Python SDK - Observatory

The contextcompany Python package provides manual instrumentation for AI agent observability.

Installation

pip install contextcompany

Package Overview

run()

Track end-to-end agent executions

step()

Instrument individual LLM calls

tool_call()

Track tool and function invocations

submit_feedback()

Collect user feedback on runs

Core Functions

run()

Create a new run to track an end-to-end agent execution.

from contextcompany import run

r = run(
    run_id: Optional[str] = None,
    session_id: Optional[str] = None,
    conversational: Optional[bool] = None,
    api_key: Optional[str] = None,
    tcc_url: Optional[str] = None
)

run_id

str

Custom run identifier.
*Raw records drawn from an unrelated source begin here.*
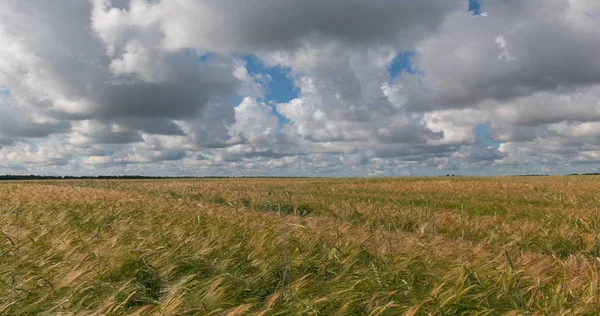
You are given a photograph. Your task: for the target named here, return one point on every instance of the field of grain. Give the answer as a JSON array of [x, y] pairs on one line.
[[414, 246]]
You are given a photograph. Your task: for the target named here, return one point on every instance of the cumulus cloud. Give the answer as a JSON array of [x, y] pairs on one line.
[[163, 87]]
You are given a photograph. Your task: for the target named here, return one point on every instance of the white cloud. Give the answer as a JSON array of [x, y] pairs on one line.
[[119, 86]]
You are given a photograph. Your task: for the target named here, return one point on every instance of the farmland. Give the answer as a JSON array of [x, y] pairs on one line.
[[415, 246]]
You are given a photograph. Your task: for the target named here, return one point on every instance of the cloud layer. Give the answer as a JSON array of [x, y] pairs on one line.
[[171, 87]]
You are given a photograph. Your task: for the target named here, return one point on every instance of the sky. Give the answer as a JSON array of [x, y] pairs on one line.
[[299, 88]]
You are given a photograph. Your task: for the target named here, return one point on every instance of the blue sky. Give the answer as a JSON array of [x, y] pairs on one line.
[[119, 94]]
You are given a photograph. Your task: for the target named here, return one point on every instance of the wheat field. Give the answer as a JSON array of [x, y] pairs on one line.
[[390, 246]]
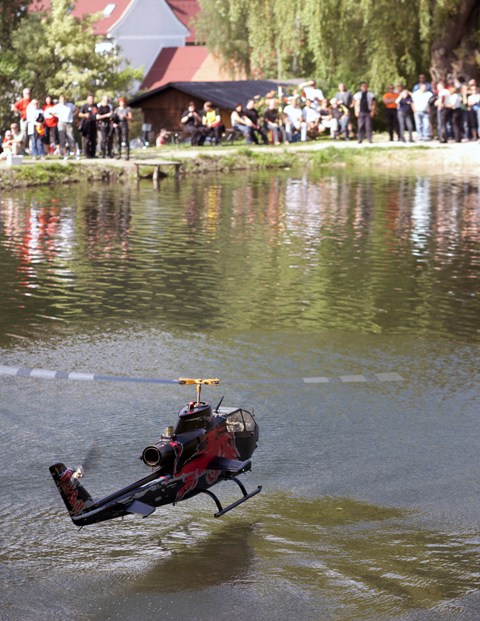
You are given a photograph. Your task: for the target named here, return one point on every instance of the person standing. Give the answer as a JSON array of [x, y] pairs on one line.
[[365, 104], [104, 123], [420, 106], [390, 101], [51, 126], [20, 107], [88, 127], [35, 128], [345, 98], [473, 102], [213, 122], [241, 123], [295, 126], [191, 121], [65, 112], [444, 111], [252, 114], [404, 111], [272, 122], [122, 116]]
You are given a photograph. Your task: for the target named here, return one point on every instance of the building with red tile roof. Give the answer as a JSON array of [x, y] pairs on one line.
[[157, 35]]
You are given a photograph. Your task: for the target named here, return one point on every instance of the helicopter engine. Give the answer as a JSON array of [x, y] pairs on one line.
[[162, 453]]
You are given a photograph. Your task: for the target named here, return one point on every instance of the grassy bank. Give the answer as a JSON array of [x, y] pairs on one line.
[[431, 159], [58, 173]]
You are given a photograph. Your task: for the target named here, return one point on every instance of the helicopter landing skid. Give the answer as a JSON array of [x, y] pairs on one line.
[[221, 511]]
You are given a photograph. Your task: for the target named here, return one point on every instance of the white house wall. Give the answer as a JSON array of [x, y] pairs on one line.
[[145, 28]]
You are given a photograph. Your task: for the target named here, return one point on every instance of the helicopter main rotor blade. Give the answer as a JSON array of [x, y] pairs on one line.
[[75, 375], [99, 377]]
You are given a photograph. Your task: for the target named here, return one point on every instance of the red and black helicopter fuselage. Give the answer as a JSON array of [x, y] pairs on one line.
[[205, 448]]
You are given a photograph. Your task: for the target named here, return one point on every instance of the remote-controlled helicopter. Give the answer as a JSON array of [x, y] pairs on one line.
[[204, 448]]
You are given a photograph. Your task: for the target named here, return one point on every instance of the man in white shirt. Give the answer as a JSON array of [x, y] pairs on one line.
[[65, 113], [294, 123], [311, 91], [444, 111], [421, 98]]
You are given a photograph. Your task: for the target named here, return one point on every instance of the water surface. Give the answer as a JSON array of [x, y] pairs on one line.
[[369, 508]]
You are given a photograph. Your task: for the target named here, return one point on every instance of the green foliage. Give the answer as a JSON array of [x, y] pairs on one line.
[[349, 40], [54, 53]]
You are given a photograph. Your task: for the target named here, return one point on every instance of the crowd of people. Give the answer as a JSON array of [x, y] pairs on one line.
[[51, 128], [443, 110]]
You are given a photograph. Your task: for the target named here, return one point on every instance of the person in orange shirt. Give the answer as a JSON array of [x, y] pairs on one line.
[[389, 99]]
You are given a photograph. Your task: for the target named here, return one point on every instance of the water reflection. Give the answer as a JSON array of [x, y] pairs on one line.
[[365, 558], [330, 252]]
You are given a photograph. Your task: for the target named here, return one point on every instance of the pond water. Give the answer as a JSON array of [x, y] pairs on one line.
[[370, 503]]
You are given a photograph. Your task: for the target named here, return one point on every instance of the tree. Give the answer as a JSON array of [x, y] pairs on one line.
[[11, 12], [377, 40], [54, 52]]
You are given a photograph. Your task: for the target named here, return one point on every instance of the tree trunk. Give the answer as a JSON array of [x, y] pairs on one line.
[[454, 49]]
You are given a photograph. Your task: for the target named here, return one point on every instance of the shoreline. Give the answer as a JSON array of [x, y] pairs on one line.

Auto-generates a UUID if omitted.

session_id

str

Group multiple runs into a logical session (e.g., a conversation).

conversational

bool

Mark this run as part of a multi-turn conversation.

api_key

str

TCC API key. Defaults to TCC_API_KEY environment variable.

tcc_url

str

Custom ingestion endpoint URL.

Run Methods

prompt

method

Set the user prompt that initiated the run.

r.prompt(
    user_prompt: str,
    system_prompt: Optional[str] = None
) -> Run

Show Example

r.prompt('What is the weather in SF?')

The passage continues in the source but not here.